Jim Jim - 1 month ago 8
Python Question

Python 3 call to "list" has odd side-effects

Consider the following two code snippets.

Snippet 1:

l = range(10)
list(l)
m = reversed(l)
list(m)
l = range(-1)
list(l)
list(m)


Snippet 2:

l = range(10)
m = reversed(l)
l = range(-1)
list(l)
list(m)


The only difference between them is that Snippet 2 does not call
list(l)
and
list(m)
in its first half.

Bizzarely, the final call to
list(m)
in Snippet 1 returns

[]


whereas the final call to
list(m)
in Snippet 2 returns

[9, 8, 7, 6, 5, 4, 3, 2, 1, 0]


These are different values!

This is not the behavior I would have expected. Presumably, the earlier calls to
list(l)
and
list(m)
in Snippet 1 are triggering some kind of memory optimization; is anybody able to explain to me precisely what is going on, please?

>>> l = range(10)
>>> list(l)
[0, 1, 2, 3, 4, 5, 6, 7, 8, 9]
>>> m = reversed(l)
>>> list(m)
[9, 8, 7, 6, 5, 4, 3, 2, 1, 0]
>>> l = range(-1)
>>> list(l)
[]
>>> list(m)
[]
>>>
>>> l = range(10)
>>> m = reversed(l)
>>> l = range(-1)
>>> list(l)
[]
>>> list(m)
[9, 8, 7, 6, 5, 4, 3, 2, 1, 0]


Thank you.

Answer

reversed returns an iterator which is a one trick pony: it is exhausted after you feed it to list (which builds a list from the reversed items) the first time.

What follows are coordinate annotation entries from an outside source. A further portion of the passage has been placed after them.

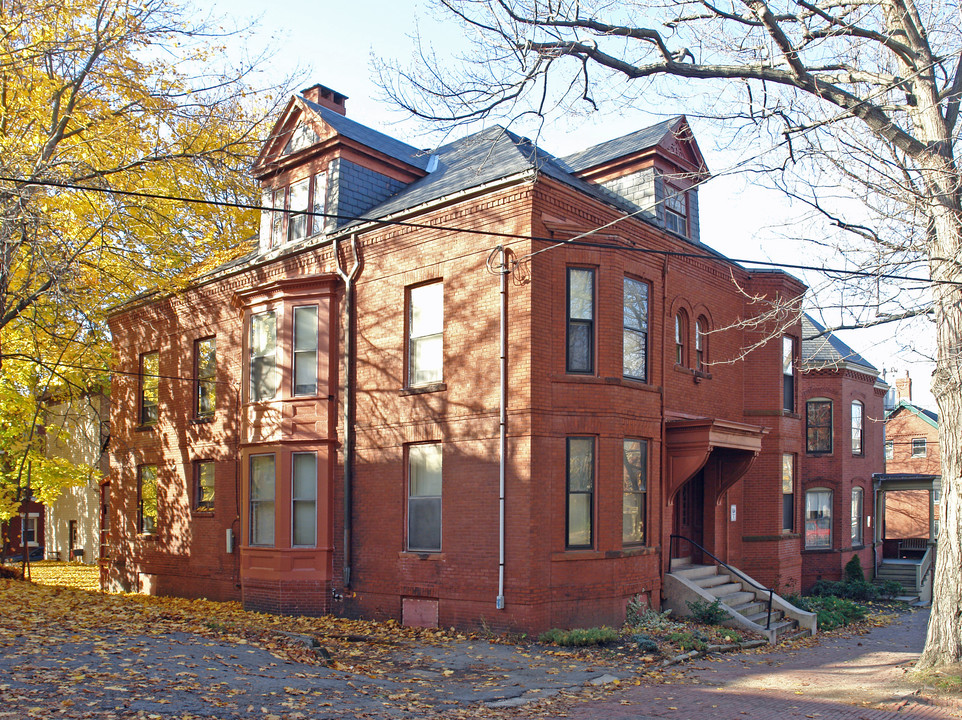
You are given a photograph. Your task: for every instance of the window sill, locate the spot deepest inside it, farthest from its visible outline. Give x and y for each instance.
(580, 554)
(632, 551)
(423, 389)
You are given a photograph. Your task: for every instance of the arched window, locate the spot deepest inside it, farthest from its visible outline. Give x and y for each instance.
(857, 427)
(818, 519)
(857, 516)
(681, 334)
(818, 421)
(701, 344)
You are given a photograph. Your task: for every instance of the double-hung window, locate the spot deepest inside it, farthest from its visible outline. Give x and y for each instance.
(701, 344)
(788, 373)
(305, 350)
(857, 516)
(635, 491)
(580, 321)
(299, 204)
(424, 497)
(818, 519)
(262, 485)
(147, 499)
(788, 492)
(304, 499)
(818, 421)
(205, 377)
(635, 338)
(149, 388)
(204, 485)
(580, 456)
(918, 447)
(426, 334)
(858, 427)
(681, 334)
(263, 356)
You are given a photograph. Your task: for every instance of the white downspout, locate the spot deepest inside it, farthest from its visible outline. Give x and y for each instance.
(348, 278)
(503, 415)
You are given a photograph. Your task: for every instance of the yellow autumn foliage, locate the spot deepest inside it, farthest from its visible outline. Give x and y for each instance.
(114, 114)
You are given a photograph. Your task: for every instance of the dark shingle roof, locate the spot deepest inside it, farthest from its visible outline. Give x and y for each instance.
(827, 351)
(343, 125)
(931, 417)
(619, 147)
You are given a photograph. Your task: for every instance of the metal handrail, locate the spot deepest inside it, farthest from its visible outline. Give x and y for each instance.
(770, 591)
(923, 568)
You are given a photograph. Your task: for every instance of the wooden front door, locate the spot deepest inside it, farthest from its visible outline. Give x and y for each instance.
(690, 518)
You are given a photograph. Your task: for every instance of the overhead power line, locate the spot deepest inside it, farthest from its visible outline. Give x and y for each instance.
(475, 231)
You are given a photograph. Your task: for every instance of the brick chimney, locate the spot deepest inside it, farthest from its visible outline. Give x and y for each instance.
(325, 97)
(904, 388)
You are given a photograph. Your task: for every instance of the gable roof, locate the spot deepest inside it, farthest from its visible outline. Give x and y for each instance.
(929, 416)
(392, 147)
(663, 133)
(826, 351)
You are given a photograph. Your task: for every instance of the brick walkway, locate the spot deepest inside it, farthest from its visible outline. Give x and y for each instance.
(862, 677)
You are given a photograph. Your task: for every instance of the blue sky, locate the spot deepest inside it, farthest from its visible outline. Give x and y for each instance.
(332, 43)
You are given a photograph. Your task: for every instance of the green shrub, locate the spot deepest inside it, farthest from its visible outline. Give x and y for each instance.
(853, 571)
(708, 613)
(639, 615)
(849, 589)
(687, 641)
(579, 637)
(645, 643)
(833, 611)
(890, 588)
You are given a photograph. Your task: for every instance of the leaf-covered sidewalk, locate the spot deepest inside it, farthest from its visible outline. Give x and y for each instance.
(71, 653)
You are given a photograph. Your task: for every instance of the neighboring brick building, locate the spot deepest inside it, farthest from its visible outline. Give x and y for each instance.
(913, 468)
(627, 416)
(843, 405)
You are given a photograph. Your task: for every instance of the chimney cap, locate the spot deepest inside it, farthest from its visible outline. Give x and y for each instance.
(326, 97)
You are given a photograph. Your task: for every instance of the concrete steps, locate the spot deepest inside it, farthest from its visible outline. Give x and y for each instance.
(746, 604)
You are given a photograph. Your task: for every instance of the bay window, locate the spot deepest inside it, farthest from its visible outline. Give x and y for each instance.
(580, 483)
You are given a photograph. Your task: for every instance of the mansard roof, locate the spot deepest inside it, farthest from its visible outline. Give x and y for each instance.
(821, 350)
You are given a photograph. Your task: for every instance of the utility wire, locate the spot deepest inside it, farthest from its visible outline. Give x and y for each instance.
(475, 231)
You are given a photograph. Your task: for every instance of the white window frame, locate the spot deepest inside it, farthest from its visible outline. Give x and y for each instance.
(304, 498)
(425, 489)
(425, 319)
(816, 525)
(262, 506)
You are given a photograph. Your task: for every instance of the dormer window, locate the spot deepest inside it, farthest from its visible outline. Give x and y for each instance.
(302, 137)
(297, 211)
(298, 206)
(676, 210)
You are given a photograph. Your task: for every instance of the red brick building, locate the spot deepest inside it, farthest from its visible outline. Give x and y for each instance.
(843, 405)
(366, 416)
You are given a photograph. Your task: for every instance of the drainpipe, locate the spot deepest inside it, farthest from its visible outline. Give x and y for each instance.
(502, 423)
(501, 269)
(348, 278)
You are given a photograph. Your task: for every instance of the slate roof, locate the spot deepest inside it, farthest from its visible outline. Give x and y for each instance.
(472, 162)
(930, 416)
(827, 351)
(619, 147)
(343, 125)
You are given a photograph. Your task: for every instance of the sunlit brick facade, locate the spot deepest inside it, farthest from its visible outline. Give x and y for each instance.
(632, 413)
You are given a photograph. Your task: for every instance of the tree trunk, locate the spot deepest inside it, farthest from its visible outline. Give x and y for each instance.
(943, 645)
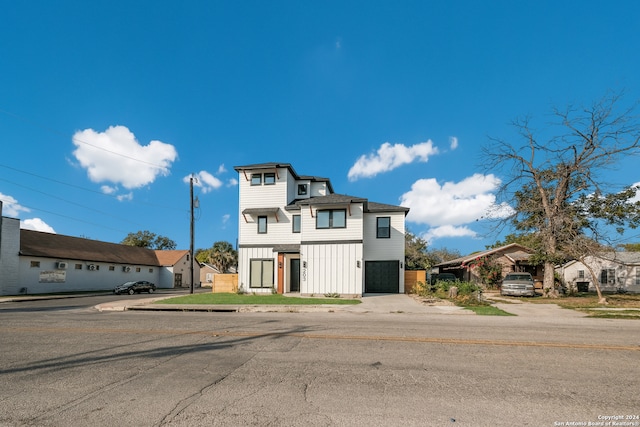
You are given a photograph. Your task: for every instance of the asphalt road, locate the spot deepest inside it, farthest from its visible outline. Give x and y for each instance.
(65, 364)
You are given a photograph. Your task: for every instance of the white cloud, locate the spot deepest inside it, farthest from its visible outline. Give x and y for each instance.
(123, 197)
(116, 156)
(107, 189)
(36, 224)
(11, 207)
(389, 157)
(204, 180)
(637, 197)
(449, 231)
(449, 206)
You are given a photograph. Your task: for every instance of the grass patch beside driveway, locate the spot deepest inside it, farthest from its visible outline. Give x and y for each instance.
(250, 299)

In consequent runs, it will yield the empty list since m, the iterator supplied, is exhausted and can't yield any more values:

m = reversed(l)
print(m) # <range_iterator object at 0x7fc496ce6c00>
list(m)  # [9, 8, 7, 6, 5, 4, 3, 2, 1, 0]
list(m)  # []  (exhausted)

In your second snippet, you haven't called list on m as you do in the first, thereby not exhausting it.

You're only calling it once, in the end, and getting the list you see.